With the Boo holiday behind us, that can only mean one thing. The brr holidays are next. Quickly following Halloween there are some noticeable trends in your neighborhoods. The orange and purple lights come down along with the pumpkins, witches and zombies while being replaced with snowflakes, blinking icicle lights and or course our favorite jolly, ol’ Saint Nick.
With the change of decorations also comes the change in weather which are joined by a whole new set of issues. You guessed it; cold air, snow, sleet, and ice. Being that this is Georgia and the snow fall is few and far between this might seem like a somewhat irrelevant post, however when that ice does come falling there are a few things to make your winter driving a little safer.
Here is a small list of precautions to take when preparing for the quickly approaching winter season.
Check Your Tires
Have you ever driven after a light dusting and struggled with gripping the road? If you answered yes then you may need to glance at your tires. Pull into a gas station and check your tire pressure. If too low, then you simply drop in a quarter, fill up and be on your way. However, if while checking your pressure you realize you are lacking in the tread department, then your tires may be too worn and it is time buy new tires. If you really would like take optimal winter tire safety precautions then we suggest you invest in winter tires. These offer advanced tread patterns that grip snow and ice more easily.

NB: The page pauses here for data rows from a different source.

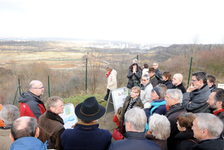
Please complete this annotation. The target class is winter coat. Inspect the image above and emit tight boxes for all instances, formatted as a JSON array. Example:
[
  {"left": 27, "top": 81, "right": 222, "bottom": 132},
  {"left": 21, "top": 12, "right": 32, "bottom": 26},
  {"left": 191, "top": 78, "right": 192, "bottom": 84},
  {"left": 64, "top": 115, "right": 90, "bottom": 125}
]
[
  {"left": 140, "top": 82, "right": 153, "bottom": 104},
  {"left": 19, "top": 91, "right": 46, "bottom": 119},
  {"left": 119, "top": 96, "right": 144, "bottom": 124},
  {"left": 107, "top": 69, "right": 117, "bottom": 90},
  {"left": 172, "top": 83, "right": 186, "bottom": 94},
  {"left": 166, "top": 104, "right": 186, "bottom": 150},
  {"left": 183, "top": 85, "right": 210, "bottom": 113},
  {"left": 127, "top": 69, "right": 142, "bottom": 89},
  {"left": 175, "top": 130, "right": 197, "bottom": 150},
  {"left": 192, "top": 138, "right": 224, "bottom": 150},
  {"left": 162, "top": 80, "right": 173, "bottom": 89},
  {"left": 119, "top": 96, "right": 144, "bottom": 134},
  {"left": 61, "top": 123, "right": 112, "bottom": 150},
  {"left": 9, "top": 137, "right": 47, "bottom": 150},
  {"left": 38, "top": 111, "right": 65, "bottom": 150},
  {"left": 0, "top": 127, "right": 12, "bottom": 150},
  {"left": 109, "top": 132, "right": 161, "bottom": 150}
]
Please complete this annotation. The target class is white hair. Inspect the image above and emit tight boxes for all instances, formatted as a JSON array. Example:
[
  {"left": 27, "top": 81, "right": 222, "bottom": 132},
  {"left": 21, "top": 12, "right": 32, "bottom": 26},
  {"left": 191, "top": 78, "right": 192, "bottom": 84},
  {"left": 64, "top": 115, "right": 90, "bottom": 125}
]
[
  {"left": 149, "top": 113, "right": 171, "bottom": 140},
  {"left": 125, "top": 107, "right": 147, "bottom": 132},
  {"left": 166, "top": 89, "right": 183, "bottom": 103},
  {"left": 196, "top": 113, "right": 223, "bottom": 137}
]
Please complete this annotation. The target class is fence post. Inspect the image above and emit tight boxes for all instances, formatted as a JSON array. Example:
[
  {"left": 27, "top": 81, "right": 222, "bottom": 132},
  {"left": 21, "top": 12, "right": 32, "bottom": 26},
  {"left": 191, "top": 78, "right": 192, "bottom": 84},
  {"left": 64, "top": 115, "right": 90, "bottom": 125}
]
[
  {"left": 187, "top": 57, "right": 193, "bottom": 87},
  {"left": 47, "top": 75, "right": 51, "bottom": 97},
  {"left": 85, "top": 57, "right": 88, "bottom": 93}
]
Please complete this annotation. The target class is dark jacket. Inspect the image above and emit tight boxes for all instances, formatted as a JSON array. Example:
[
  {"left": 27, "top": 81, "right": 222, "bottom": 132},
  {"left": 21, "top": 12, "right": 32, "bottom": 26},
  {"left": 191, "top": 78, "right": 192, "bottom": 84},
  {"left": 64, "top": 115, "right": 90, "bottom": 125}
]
[
  {"left": 192, "top": 139, "right": 224, "bottom": 150},
  {"left": 174, "top": 130, "right": 197, "bottom": 150},
  {"left": 19, "top": 91, "right": 46, "bottom": 119},
  {"left": 10, "top": 137, "right": 47, "bottom": 150},
  {"left": 150, "top": 75, "right": 159, "bottom": 87},
  {"left": 109, "top": 132, "right": 161, "bottom": 150},
  {"left": 127, "top": 69, "right": 142, "bottom": 89},
  {"left": 172, "top": 83, "right": 186, "bottom": 94},
  {"left": 209, "top": 84, "right": 216, "bottom": 93},
  {"left": 38, "top": 111, "right": 65, "bottom": 150},
  {"left": 145, "top": 134, "right": 168, "bottom": 150},
  {"left": 61, "top": 123, "right": 111, "bottom": 150},
  {"left": 161, "top": 80, "right": 173, "bottom": 89},
  {"left": 166, "top": 104, "right": 186, "bottom": 150},
  {"left": 144, "top": 99, "right": 166, "bottom": 118},
  {"left": 183, "top": 85, "right": 210, "bottom": 113}
]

What typically happens when we get behind schedule or are running late for work? We push that pedal a little further and increase that rate of speed by just a touch. The issue here is that when those speeds go up in the winter, the stopping distance lowers. Our suggestion is simple. Leave a little earlier than normal. Set that alarm clock 15 minutes ahead and beat the morning rush.
Buy a Brush
We are not referring to a hair brush. Instead we mean a car brush or even a small broom and most importantly an ice scraper. We know you’ve seen it. Car flying down expressway covered in snow with only a tiny clearing in the corner of their front window. They drive 75mph while peaking out of a 5 inch, foggy gap. Save yourself from being this person and brush off your car before starting your trek.
No one wants to get rear-ended. Moreover, no one wants to rear-end someone else. It doesn’t feel good. Not for your body, car, or bank account. Fact is, if you rear-end someone you more than likely will be responsible for the bill. Therefore, think ahead. Pay attention to the road and weather. If there is snow and ice, be sure to leave at least an 8 second gap between you and the car in front. You can do this by picking a point on the road, waiting for the car in front of you to pass that point and then begin counting. If you reach that same point before 8 seconds, then slow down.
Most of these tips likely have been told you before, but they are also some of the most common driving errors during the winter months. Follow these tips and show a little extra caution this winter.